Allow addition of unreleased INRB data #255

Closed jameshadfield closed 1 week ago

jameshadfield commented 6 months ago

These changes are to allow addition of private metadata + sequences to be spiked into the build (after filtering but prior to subsampling). They are intended for use by INRB using an excel + fasta file which they maintain.
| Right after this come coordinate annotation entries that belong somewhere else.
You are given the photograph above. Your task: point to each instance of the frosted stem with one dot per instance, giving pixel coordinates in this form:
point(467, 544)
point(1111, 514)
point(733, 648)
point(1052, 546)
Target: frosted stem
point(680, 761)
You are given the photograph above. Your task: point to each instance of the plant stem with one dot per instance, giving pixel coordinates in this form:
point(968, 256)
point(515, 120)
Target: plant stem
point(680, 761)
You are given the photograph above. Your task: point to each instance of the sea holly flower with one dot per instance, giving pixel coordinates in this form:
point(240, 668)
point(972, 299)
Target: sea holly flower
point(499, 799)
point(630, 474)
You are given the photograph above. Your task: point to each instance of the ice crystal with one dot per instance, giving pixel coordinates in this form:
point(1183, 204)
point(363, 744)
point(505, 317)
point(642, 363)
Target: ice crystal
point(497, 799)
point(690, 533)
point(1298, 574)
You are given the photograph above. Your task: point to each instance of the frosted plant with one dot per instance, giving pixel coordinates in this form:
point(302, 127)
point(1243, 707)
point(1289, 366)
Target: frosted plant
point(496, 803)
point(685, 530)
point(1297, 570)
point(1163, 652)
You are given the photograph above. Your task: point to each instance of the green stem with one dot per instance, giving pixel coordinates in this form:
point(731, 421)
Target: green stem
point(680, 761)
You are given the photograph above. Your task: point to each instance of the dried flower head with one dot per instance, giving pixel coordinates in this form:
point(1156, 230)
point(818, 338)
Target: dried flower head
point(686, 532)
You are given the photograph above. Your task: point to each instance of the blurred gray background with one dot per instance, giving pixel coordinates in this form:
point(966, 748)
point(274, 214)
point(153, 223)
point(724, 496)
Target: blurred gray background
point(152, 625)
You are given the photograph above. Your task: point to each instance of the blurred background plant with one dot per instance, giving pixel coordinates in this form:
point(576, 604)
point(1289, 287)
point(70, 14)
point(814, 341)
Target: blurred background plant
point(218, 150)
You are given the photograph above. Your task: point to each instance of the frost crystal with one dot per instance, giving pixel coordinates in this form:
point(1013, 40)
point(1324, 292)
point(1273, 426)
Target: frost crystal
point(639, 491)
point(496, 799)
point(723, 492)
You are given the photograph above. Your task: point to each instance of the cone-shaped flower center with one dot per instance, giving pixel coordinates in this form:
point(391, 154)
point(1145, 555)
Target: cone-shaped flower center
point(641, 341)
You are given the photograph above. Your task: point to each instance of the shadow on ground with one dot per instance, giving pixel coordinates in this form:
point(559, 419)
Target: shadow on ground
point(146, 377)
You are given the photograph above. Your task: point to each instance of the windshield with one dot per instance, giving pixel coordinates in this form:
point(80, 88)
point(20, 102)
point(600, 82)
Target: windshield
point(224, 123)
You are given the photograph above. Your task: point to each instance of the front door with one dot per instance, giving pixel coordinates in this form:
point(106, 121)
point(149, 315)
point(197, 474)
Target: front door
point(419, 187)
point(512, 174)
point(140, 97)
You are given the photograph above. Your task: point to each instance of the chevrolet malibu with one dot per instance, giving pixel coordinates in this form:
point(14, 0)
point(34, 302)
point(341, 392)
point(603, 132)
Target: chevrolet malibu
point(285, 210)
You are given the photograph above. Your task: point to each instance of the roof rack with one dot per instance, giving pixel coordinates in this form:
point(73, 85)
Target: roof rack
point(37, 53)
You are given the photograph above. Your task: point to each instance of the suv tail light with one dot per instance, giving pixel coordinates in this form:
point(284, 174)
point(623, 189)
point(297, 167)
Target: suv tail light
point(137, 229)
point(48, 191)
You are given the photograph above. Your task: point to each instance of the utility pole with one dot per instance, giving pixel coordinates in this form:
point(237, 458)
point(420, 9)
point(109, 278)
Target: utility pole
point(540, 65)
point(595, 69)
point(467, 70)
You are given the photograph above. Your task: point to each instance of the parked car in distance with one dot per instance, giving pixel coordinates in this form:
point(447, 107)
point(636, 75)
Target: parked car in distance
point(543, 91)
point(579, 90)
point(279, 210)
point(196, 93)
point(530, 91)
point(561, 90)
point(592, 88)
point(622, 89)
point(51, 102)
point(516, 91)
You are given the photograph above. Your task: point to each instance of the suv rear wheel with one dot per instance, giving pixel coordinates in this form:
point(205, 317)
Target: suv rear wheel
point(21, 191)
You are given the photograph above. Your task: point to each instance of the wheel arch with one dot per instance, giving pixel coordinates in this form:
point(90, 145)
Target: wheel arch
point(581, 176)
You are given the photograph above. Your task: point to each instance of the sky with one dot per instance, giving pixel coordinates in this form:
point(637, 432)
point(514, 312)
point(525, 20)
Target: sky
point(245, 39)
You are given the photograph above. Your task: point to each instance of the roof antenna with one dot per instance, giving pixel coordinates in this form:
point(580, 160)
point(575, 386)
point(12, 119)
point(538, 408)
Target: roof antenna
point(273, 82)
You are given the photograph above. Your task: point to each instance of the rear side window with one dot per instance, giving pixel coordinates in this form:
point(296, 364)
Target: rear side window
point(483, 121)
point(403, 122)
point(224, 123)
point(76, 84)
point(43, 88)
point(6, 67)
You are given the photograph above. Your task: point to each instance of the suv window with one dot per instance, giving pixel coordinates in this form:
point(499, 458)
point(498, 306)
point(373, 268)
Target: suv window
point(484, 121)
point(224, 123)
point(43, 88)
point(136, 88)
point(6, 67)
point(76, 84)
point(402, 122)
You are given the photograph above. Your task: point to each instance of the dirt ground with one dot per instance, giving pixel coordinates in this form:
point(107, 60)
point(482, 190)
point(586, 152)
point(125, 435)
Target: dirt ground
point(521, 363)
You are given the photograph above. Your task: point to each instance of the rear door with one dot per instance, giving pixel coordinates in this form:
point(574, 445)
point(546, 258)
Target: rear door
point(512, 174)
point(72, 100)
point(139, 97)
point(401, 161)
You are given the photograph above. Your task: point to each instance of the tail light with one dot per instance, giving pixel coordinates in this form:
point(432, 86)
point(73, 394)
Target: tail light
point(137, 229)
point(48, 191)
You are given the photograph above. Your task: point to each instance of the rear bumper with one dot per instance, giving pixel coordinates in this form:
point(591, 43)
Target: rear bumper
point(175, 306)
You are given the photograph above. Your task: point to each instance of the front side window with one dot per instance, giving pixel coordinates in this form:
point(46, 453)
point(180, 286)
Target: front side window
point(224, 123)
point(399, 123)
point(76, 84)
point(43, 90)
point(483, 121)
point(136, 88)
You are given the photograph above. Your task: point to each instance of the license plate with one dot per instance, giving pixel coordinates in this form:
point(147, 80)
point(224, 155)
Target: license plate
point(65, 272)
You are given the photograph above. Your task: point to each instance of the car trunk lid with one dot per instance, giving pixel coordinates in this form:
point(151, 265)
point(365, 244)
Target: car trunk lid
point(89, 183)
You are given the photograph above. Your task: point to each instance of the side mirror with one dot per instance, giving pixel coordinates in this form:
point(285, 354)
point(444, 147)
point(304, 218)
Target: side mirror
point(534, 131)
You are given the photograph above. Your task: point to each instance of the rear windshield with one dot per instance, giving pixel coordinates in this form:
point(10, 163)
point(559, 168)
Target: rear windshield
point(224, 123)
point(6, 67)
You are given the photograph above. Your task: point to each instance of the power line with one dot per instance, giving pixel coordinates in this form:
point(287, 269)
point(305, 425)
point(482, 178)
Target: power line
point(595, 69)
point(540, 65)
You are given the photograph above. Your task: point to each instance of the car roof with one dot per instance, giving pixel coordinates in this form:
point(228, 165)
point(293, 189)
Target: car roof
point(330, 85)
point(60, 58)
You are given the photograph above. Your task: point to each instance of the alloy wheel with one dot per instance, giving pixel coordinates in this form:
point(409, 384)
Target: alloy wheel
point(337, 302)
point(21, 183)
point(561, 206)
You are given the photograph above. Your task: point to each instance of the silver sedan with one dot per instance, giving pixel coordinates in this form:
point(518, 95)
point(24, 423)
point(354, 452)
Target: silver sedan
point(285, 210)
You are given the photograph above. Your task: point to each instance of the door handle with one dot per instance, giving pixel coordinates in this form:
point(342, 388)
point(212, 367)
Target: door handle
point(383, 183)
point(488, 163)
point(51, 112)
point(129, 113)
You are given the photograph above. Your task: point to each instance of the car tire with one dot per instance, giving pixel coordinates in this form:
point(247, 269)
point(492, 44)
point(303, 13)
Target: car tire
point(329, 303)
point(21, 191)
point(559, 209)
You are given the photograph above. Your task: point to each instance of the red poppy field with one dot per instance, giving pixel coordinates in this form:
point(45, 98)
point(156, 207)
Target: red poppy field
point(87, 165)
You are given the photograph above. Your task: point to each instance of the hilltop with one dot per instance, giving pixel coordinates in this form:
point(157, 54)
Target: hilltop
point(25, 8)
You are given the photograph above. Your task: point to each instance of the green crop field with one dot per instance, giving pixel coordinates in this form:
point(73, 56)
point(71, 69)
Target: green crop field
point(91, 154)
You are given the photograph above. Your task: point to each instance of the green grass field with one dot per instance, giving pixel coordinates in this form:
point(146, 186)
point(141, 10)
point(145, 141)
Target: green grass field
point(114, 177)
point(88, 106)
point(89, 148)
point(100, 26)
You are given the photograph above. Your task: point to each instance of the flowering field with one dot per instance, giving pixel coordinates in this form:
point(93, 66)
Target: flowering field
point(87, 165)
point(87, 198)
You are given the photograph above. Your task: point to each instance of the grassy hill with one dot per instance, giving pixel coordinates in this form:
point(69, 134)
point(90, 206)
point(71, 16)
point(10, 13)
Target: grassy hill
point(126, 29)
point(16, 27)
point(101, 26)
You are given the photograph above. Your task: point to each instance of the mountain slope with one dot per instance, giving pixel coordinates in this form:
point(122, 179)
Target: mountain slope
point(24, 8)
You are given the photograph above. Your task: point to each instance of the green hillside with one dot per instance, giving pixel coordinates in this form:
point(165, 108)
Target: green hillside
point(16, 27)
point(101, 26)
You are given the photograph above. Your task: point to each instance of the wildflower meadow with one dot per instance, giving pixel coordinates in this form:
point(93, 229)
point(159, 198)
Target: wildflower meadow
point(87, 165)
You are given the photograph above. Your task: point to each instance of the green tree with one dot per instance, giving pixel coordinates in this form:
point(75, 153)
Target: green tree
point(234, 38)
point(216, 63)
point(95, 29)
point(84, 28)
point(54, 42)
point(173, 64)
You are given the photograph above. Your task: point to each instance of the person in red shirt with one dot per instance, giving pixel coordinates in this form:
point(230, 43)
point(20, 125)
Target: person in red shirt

As such, these changes probably shouldn't be merged into our canonical mpox repo, but perhaps we fork the repo into the INRB organisation and maintain these (small) changes there?

If you have access to the test xlsx + fasta (see this internal slack thread) then you can run from within the phylogenetic directory via:

  1. python scripts/curate_private_data.py --sequences <fasta file> --xlsx <xlsx file> --remap-columns 'accession:accession' 'accession:strain' 'collection date:date' 'province:division' 'health zone:location' --fasta-header-idx 1
  2. nextstrain build . --configfile defaults/clade-i/config.yaml --config private_data=true auspice_config=defaults/clade-i/auspice_config_inrb.json -f results/clade-i/good_metadata_combined.tsv auspice/mpox_clade-I.json

to do

jameshadfield commented 1 week ago

Superseded by #287

Do you want to allow users to configure those names in the workflow config file?

Done in #287 - thanks for the suggestion